Jarrod shared how a garlic chicken product he has always purchased from Woolies has suddenly changed in price. He said they have "always been 2 for $15" but now that price is only available to those who are Everyday Rewards card members.
"It's not like it's additional specials for members, they are replacing specials that already existed," he said.
The customer expressed outrage that non-members are now expected to pay $9.50 for each packet with the deal now exclusive only to loyalty members. He said he feels for elderly customers that don't know how to use the Everyday Rewards card and criticised the new pricing tactic coming on the back of the retailer's $1.62 billion profit announced last week.
"It's the deception at play that's the problem," Jarrod said.
Disgruntled customers unimpressed by loyalty scheme changes
Woolworths has been quick to implement changes to their loyalty scheme after making an announcement last week, with customers already noticing the changes in stores.
The Everyday Rewards program gives members exclusive access to cheaper prices on a range of products, with other customers having to pay a different price for the same product — much like the above example from Jarrod.
Despite the enticement of cheaper prices, many customers are reluctant to sign-up to the loyalty schemes due to fears they have to share their data, with consumer advocacy organisation CHOICE reminding shoppers "loyalty programs aren't free" due to this.
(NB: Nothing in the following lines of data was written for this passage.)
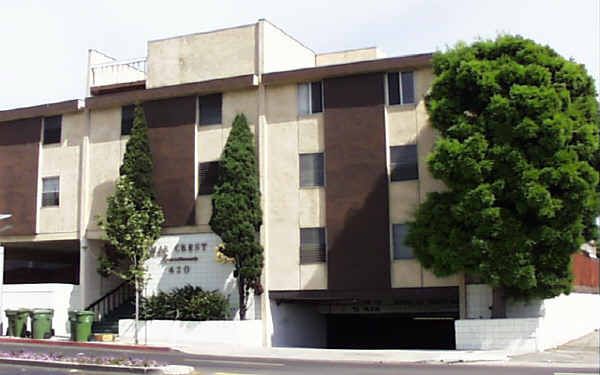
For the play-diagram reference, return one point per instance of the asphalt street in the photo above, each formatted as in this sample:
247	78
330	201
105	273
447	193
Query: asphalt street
205	365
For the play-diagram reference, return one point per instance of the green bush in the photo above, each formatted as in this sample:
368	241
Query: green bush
186	303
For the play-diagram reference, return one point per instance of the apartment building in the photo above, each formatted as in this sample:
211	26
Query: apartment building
342	140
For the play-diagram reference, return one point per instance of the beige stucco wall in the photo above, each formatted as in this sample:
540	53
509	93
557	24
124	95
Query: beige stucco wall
282	201
341	57
282	52
106	151
62	160
203	56
408	124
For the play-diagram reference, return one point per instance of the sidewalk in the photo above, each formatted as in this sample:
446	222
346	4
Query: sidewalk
344	355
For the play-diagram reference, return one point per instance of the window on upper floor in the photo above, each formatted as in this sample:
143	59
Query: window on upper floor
207	177
401	88
52	129
210	109
312	170
404	165
127	115
310	98
50	191
313	245
401	251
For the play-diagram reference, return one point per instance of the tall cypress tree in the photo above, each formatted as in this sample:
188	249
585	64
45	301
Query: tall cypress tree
133	218
237	215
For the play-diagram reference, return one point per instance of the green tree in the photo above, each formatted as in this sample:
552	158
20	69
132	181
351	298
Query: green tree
519	139
133	218
236	215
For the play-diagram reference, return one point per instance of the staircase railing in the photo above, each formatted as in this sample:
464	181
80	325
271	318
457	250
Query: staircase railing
112	300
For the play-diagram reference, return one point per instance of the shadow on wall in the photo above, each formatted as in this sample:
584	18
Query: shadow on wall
98	203
300	324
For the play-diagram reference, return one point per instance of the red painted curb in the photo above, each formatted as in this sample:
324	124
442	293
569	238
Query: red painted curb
85	344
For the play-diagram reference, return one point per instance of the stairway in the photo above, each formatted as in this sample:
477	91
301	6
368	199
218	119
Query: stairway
114	305
110	322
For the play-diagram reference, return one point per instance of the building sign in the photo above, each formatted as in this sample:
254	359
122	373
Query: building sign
179	260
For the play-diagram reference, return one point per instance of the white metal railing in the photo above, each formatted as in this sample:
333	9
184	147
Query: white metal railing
114	72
Woolworths respond to 'deception' claims
The supermarket said it only began to implement the "first phase" of the changes to the loyalty scheme "with a select number of introductory offers".
"We plan to continually evolve our Member Pricing program with more Member Pricing offers to be introduced across Woolworths supermarkets, Woolworths Metro and BIG W, in the coming weeks," a spokesperson told Yahoo News Australia.
Why are supermarkets pushing for shoppers to sign up to loyalty schemes?
Aussies are being forced to shop across multiple supermarkets in a bid to save money and loyalty schemes help supermarkets encourage shoppers to come back to their stores over competitors.
"Having a program that's stickier than others works better for a retailer," consumer expert Gary Mortimer told Yahoo News last week. "If you're able to create a program that creates a level of exclusivity and better value for your members, they're more likely to shop with you and stick with you."
Signing up to loyalty schemes comes with benefits. As well as accruing points, supermarkets become aware of your favourite brands and what products you repeatedly purchase. They can notify you of deals and specials tailored to your preferences, helping shoppers save.
Yahoo News Australia reached out to Woolworths for comment.